Researchers tested whether PFOs already detected by transcranial Doppler would also be found by transesophageal echocardiography, a widely used approach.
Echocardiography — which included contrast dye before saline bubbles were injected — failed to find the PFO in more than 15 percent of the 340 patients in the study with the defect, the researchers reported.
Researchers did not investigate whether transcranial Doppler detected all such defects in patients with PFO found by echocardiogram.
"Surprisingly, some of those shunts were quite large," Spence said — about one-quarter of the missed defects were in the three highest grades of severity, according to a five-grade measure.
Accurately detecting PFOs, and knowing its grade, can help doctors decide whether a stroke was due to a paradoxical embolism, Spence said. Other clues related to the patient's stroke are also helpful, including shortness of breath at stroke onset; sitting for a long time, such as on an airplane; waking up with a stroke; and having a history of migraine, sleep apnea, deep vein thrombosis, varicose veins or pulmonary embolism.
Diagnosing the underlying cause of a stroke is essential to choosing the right medicine to help prevent future strokes, Spence said. Anticoagulant drugs are three times more effective than antiplatelet agents in preventing the type of stroke that can be caused by a clot passing through a PFO, he said.

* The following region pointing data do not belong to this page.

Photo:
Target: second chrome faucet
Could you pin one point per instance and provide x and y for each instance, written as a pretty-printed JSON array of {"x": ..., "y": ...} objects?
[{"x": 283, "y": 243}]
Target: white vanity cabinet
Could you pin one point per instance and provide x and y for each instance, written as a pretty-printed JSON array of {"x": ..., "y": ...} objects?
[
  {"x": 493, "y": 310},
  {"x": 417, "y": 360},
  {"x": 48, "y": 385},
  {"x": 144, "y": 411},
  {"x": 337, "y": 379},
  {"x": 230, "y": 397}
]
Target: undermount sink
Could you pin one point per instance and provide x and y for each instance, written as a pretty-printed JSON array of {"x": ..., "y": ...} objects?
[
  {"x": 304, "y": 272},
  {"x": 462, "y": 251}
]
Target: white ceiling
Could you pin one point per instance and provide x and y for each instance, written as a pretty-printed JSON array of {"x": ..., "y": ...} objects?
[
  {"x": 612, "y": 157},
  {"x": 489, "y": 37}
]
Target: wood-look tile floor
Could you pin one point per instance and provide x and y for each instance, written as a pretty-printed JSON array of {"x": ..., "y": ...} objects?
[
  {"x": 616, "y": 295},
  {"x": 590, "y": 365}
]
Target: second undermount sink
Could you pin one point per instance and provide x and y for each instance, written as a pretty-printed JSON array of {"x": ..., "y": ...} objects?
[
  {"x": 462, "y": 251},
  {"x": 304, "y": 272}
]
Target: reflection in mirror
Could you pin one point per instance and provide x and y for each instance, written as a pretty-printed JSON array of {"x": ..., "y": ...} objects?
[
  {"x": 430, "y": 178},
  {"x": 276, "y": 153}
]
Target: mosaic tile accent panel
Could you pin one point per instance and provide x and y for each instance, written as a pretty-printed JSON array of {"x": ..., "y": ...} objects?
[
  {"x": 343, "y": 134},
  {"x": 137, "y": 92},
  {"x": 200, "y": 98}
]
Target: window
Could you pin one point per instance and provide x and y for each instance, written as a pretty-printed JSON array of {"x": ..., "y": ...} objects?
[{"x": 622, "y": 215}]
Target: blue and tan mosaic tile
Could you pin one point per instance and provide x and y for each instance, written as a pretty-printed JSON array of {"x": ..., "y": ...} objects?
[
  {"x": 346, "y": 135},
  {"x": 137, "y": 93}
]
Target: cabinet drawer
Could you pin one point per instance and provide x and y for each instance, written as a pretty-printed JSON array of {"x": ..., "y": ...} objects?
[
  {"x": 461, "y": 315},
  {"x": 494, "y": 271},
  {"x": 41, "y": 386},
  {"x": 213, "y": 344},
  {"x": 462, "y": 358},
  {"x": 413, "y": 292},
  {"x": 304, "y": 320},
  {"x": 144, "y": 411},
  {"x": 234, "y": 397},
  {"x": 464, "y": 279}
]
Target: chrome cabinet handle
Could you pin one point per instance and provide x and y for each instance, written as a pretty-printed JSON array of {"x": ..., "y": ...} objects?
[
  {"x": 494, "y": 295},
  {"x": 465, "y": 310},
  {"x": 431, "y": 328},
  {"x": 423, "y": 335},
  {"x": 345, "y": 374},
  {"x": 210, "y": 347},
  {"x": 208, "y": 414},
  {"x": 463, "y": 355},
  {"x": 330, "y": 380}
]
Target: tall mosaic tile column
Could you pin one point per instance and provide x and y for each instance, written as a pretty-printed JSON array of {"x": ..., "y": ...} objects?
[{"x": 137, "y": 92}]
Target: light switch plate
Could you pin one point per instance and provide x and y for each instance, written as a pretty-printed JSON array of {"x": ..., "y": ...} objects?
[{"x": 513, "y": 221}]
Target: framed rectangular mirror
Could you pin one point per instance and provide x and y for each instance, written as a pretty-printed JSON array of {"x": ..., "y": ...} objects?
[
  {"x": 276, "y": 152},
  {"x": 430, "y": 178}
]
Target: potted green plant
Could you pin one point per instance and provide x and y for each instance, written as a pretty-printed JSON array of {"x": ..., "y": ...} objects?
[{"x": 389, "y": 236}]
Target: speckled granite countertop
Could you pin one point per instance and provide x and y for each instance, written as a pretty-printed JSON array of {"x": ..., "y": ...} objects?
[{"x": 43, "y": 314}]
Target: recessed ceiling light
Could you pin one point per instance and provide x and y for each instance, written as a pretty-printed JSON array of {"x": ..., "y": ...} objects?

The study's findings may also be important in understanding which patients with PFO might benefit from closing the hole surgically or with a catheter-deployed device. PFO is present in about one-quarter of the population but accounts for only about 5.5 percent of strokes caused by paradoxical embolism. This suggests the defect isn't a problem in about 80 percent of patients with it, Spence said. "That's why these clinical clues are so important," he said.
Compared with echocardiography, the cost of transcranial Doppler equipment is about one-fifth that of a modern echocardiogram machine; heavy sedation is not used as it typically is with transesophageal echocardiogram; and transcranial Doppler is helpful for other purposes, such as learning which patients with asymptomatic narrowing of the carotid artery may warrant surgery. "More stroke centers should be doing transcranial Doppler," Spence said.
Co-authors are Joshua Tobe, B.Sc.; Chrysi Bogiatzi, M.D.; Claudio Munoz, M.D., Ph.D.; and Arturo Tamayo, M.D.
Heart & Stroke Foundation of Canada (Ontario) and donations to the Stroke Prevention & Atherosclerosis Research Centre funded the study.